Owners of the derelict West Pier in Brighton have admitted they will give up the fight if the latest "back-to-basics" restoration plans fail.

The West Pier Trust said the current scheme is the last chance for it to achieve its aim of a publicly-funded reconstruction.

If it fails, the trust would then be happy instead to see plans for a futuristic pier replacing the Grade I-listed building.

The pier has been hit by two fires and three collapses in the last 20 months.

The trust's hopes suffered a serious blow when the Heritage Lottery Fund refused to grant £15 million for an already-approved full restoration plan, including a land-end leisure complex.

This now seems doomed as the trust is pinning its hopes on a more modest scheme by English Heritage which involves restoring the structure to its original 1866 state, without a concert hall or pavilion.

Since the first partial collapse in December 2002, many have mooted different ideas for a modernised pier or to make the pier part of a larger sea-based structure.

Trust chief executive Geoff Lockwood said: "The object of the West Pier Trust is to restore the pier as a heritage asset.
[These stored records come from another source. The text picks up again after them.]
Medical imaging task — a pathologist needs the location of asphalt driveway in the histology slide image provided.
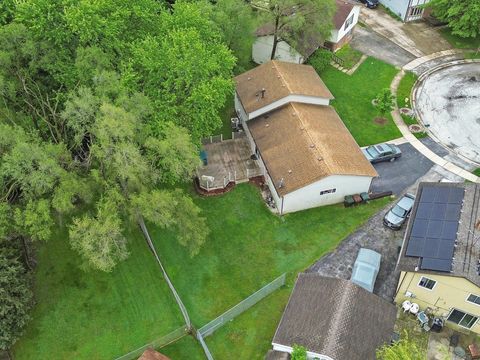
[371,143,433,195]
[350,25,416,67]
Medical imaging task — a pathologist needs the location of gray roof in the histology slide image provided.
[397,183,480,286]
[273,273,396,360]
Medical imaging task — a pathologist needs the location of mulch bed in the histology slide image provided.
[373,117,388,125]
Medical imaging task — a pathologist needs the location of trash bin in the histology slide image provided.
[200,150,208,166]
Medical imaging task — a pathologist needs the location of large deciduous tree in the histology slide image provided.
[254,0,336,60]
[427,0,480,38]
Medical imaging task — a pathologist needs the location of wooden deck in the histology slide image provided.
[197,136,262,190]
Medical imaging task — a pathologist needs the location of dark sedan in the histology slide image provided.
[362,144,402,164]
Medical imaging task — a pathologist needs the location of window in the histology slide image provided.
[447,309,478,329]
[418,276,437,290]
[467,294,480,305]
[320,189,337,195]
[345,14,355,31]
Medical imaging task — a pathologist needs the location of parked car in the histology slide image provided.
[362,144,402,164]
[383,194,415,230]
[350,248,382,292]
[359,0,379,9]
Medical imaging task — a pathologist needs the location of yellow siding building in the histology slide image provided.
[395,183,480,334]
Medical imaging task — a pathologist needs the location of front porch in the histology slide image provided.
[197,132,263,191]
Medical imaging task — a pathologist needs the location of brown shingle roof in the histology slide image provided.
[333,0,354,30]
[273,273,396,360]
[235,60,333,113]
[247,103,378,196]
[138,348,170,360]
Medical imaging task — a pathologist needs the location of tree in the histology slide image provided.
[210,0,257,73]
[290,344,307,360]
[427,0,480,38]
[123,2,235,144]
[0,248,33,350]
[377,332,426,360]
[254,0,336,60]
[375,89,395,116]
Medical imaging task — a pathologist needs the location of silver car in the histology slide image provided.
[383,194,415,230]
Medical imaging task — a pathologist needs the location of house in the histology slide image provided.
[252,0,360,64]
[235,61,377,214]
[380,0,430,22]
[268,273,397,360]
[395,183,480,334]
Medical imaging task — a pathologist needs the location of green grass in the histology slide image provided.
[13,224,183,360]
[440,27,480,49]
[320,57,401,146]
[335,44,363,69]
[150,184,388,359]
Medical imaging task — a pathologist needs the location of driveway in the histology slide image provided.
[371,143,433,195]
[350,25,416,67]
[307,168,443,301]
[360,8,452,57]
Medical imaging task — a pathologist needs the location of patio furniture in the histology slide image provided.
[416,310,430,330]
[409,303,420,315]
[402,300,412,312]
[468,344,480,360]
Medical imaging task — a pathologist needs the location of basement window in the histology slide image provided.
[320,189,337,195]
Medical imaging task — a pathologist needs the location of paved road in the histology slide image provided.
[350,26,416,67]
[371,143,433,195]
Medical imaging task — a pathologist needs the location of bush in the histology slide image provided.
[308,49,333,73]
[290,345,307,360]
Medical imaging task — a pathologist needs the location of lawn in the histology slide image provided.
[335,44,363,69]
[319,57,401,146]
[440,27,480,49]
[13,222,183,360]
[150,184,388,359]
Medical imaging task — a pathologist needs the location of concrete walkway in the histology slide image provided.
[390,70,480,183]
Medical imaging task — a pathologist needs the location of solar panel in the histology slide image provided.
[420,258,452,272]
[405,185,465,271]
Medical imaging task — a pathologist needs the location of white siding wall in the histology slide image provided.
[283,175,372,213]
[248,94,330,120]
[235,91,248,121]
[329,6,360,43]
[252,35,304,64]
[380,0,410,19]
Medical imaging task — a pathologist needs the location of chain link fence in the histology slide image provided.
[198,274,286,337]
[115,327,188,360]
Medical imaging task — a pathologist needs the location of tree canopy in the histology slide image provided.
[253,0,336,59]
[0,0,236,271]
[427,0,480,38]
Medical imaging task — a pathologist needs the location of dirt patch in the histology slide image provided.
[373,117,388,126]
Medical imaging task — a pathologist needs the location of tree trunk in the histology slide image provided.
[270,15,280,60]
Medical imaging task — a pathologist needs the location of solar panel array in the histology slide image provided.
[405,185,465,272]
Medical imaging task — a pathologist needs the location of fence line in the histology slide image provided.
[198,274,286,337]
[115,327,188,360]
[139,217,192,330]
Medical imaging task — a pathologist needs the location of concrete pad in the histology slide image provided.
[350,26,416,67]
[415,63,480,164]
[360,8,452,57]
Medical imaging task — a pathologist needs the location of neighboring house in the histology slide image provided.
[395,183,480,334]
[252,0,360,64]
[267,273,397,360]
[235,61,377,214]
[380,0,430,22]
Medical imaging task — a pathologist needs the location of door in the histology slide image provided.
[447,309,478,329]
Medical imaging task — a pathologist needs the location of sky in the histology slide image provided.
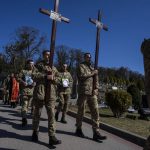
[0,0,150,74]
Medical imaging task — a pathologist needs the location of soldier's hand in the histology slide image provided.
[23,82,28,86]
[93,89,98,95]
[47,75,54,80]
[45,66,52,72]
[92,70,98,75]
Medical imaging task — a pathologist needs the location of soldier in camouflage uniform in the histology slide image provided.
[17,60,37,126]
[143,136,150,150]
[55,64,73,123]
[75,53,106,141]
[32,51,61,145]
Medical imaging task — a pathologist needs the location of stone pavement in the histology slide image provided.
[0,101,143,150]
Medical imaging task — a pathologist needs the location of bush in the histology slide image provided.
[105,90,132,118]
[127,84,141,109]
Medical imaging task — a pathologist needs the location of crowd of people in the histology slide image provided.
[0,50,117,145]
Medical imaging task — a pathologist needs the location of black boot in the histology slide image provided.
[49,136,61,146]
[22,118,27,127]
[32,131,38,142]
[75,128,85,138]
[55,111,59,121]
[61,114,67,124]
[93,131,107,141]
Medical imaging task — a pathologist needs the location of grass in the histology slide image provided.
[69,106,150,137]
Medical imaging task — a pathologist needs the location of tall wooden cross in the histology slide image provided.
[89,10,108,90]
[39,0,70,100]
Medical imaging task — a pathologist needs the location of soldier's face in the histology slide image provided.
[85,54,91,63]
[63,64,67,71]
[43,52,50,61]
[28,62,34,69]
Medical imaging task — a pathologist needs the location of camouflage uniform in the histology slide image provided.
[143,136,150,150]
[76,62,99,131]
[33,60,58,136]
[17,67,37,118]
[57,71,73,120]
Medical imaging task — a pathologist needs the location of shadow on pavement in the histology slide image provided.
[0,129,56,150]
[0,147,17,150]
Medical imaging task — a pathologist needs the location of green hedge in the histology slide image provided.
[105,90,132,118]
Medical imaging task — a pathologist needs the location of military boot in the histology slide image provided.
[32,131,38,142]
[61,114,67,124]
[49,136,61,146]
[93,131,107,141]
[22,118,27,127]
[75,128,85,138]
[55,111,59,121]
Within the next half-year we should know whether or not three decades of struggle will be successful.

"If the trust fails, or rather, if its opponents are successful, the way will be open for modern pier plans to be put forward.

"All of us in those circumstances would wish the site of the West Pier to be used for a 21st Century sea-based attraction."

Designer Wayne Hemingway, who lives in West Sussex, told The Argus last week:

"It would be nice if the West Pier could be a completely modern pier." He mentioned Southport's pier, on Merseyside, which now has a modern pavilion.

Dr Lockwood said: "We keep in touch with all pier developments in this country through the National Piers Society.

"The piece skated lightly over the key fact that Southport is in an area attracting British and European regeneration funds on a scale unknown in Sussex."

Author Anthony Seldon suggested the proposed new Brighton conference centre should be sea-based with the pier serving as a railway to it.

Dr Lockwood said: "Anthony knows I share the view Brighton and Hove should and will develop into the sea.

"However any such development will be of such a scale and cost that the restoration of the West Pier can be funded as part of it.

"The access route to, for example, Europe's primary and most secure conference centre, could be alongside the pier with the restored West Pier being an additional attraction."

"Given the visible decline in the physical state of the pier and the excruciating delays in obtaining agreement on its restoration, it is not surprising more people in Brighton and Hove are coming to favour the replacement of the West Pier by something modern: A structure as relevant to the 21st Century as the West Pier was to Victorian Brighton.

"There is no reason why these ideas cannot be implemented elsewhere on the Brighton and Hove seafront if the trust is successful in its object and if they can raise the necessary finances and support."

The trust is also working with developers wishing to include the restoration of the pier in a larger sea-based development but none is on a short timescale.

Dr Lockwood said the English Heritage proposal to restore the pier to its original 1866 condition was the last opportunity to repair and reconstruct the West Pier from public funding.

He said: "It is a disgraceful situation ten years after the prime minister John Major publicly cited the West Pier as a prime example of the purposes for which the National Lottery had been created.